Mortier’s film abounds with sick but often irresistible black comedy. (“With a kitchen knife?” Koen exclaims upon hearing that the guitarist stabbed his wife. “A slut like that you go after with a drill!”) The crew is meant to be so backward that they’re actually introduced in reverse motion: bicycling side by side in the opening credits, they backtrack down the overcast streets of Brussels and pause for an impromptu assault, Koen’s fists flying up from the victim’s head.

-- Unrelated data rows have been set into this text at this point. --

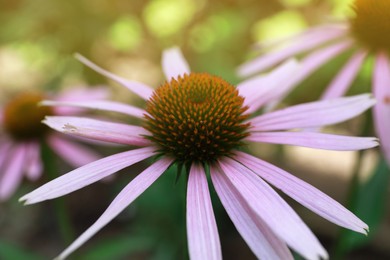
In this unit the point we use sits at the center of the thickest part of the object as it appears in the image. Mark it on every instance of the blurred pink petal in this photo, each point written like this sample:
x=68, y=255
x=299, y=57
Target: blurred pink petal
x=315, y=140
x=174, y=64
x=313, y=114
x=86, y=175
x=12, y=171
x=138, y=88
x=304, y=42
x=34, y=165
x=135, y=188
x=339, y=86
x=99, y=105
x=259, y=237
x=304, y=193
x=99, y=130
x=74, y=153
x=315, y=60
x=202, y=232
x=273, y=210
x=381, y=88
x=263, y=89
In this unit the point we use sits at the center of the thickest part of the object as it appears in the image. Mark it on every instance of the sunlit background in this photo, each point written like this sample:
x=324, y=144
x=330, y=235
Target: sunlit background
x=37, y=42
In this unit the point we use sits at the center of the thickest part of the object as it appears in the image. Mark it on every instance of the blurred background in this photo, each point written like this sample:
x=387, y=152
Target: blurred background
x=37, y=42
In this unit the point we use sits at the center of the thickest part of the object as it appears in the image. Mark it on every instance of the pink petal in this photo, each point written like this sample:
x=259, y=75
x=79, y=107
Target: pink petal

Taking what we might call a boyish glee in all the murder and sodomy, Mortier deploys multiple exposures, shifting film speeds, flash editing, lurid lighting—all excusable because they make this world look as unhinged as its occupants. While its tone and tricks show a significant debt to Gaspar Noé, the film goes Noé one better: instead of inverting the film’s time sequence (à la Irreversible), it inverts space, showing the most psychotic member’s private life as occurring, literally, upside down.

When they begin jamming to what is effectively their theme song, Devo’s “Mongoloid,” the Feminists reveal themselves to be geniuses of the genre (due in no small part to songs contributed by Belgium’s top-notch thrash-metal band, Millionaire). That genre, while never explicitly referenced, is clearly punk rock. One of the film’s greatest strengths is its rendering of punk’s style, sound, and seedy milieu, showing in explicit detail how lost souls might redeem themselves in one explosive half-hour in the spotlight.

As each character struts, rapes, and vomits his hour upon the stage, the film reveals its true villain to be Dries, an amoral monster out of Camus who idly manipulates these pathetic creatures—seeking weak spots, prying, poking, and probing like a vivisectionist. Or more to the point, like a novelist. In one metanarrative moment we see Dries alone at his laptop, typing lines that the next scene reveal to be dialogue in a vicious exchange of words—implying the true significance of Dries’s presence. As the film follows downcast characters to their various graphically bleak ends, it pauses to show them a level of compassion that reveals just how little of their lives Dries actually sees. Like Haneke, Noé, and other predecessors, Mortier uses ultraviolence to indict various modern agents of dehumanization—Belgian poverty, racism, class hatred, misogyny—but none so much as the voyeuristic act of the artist himself.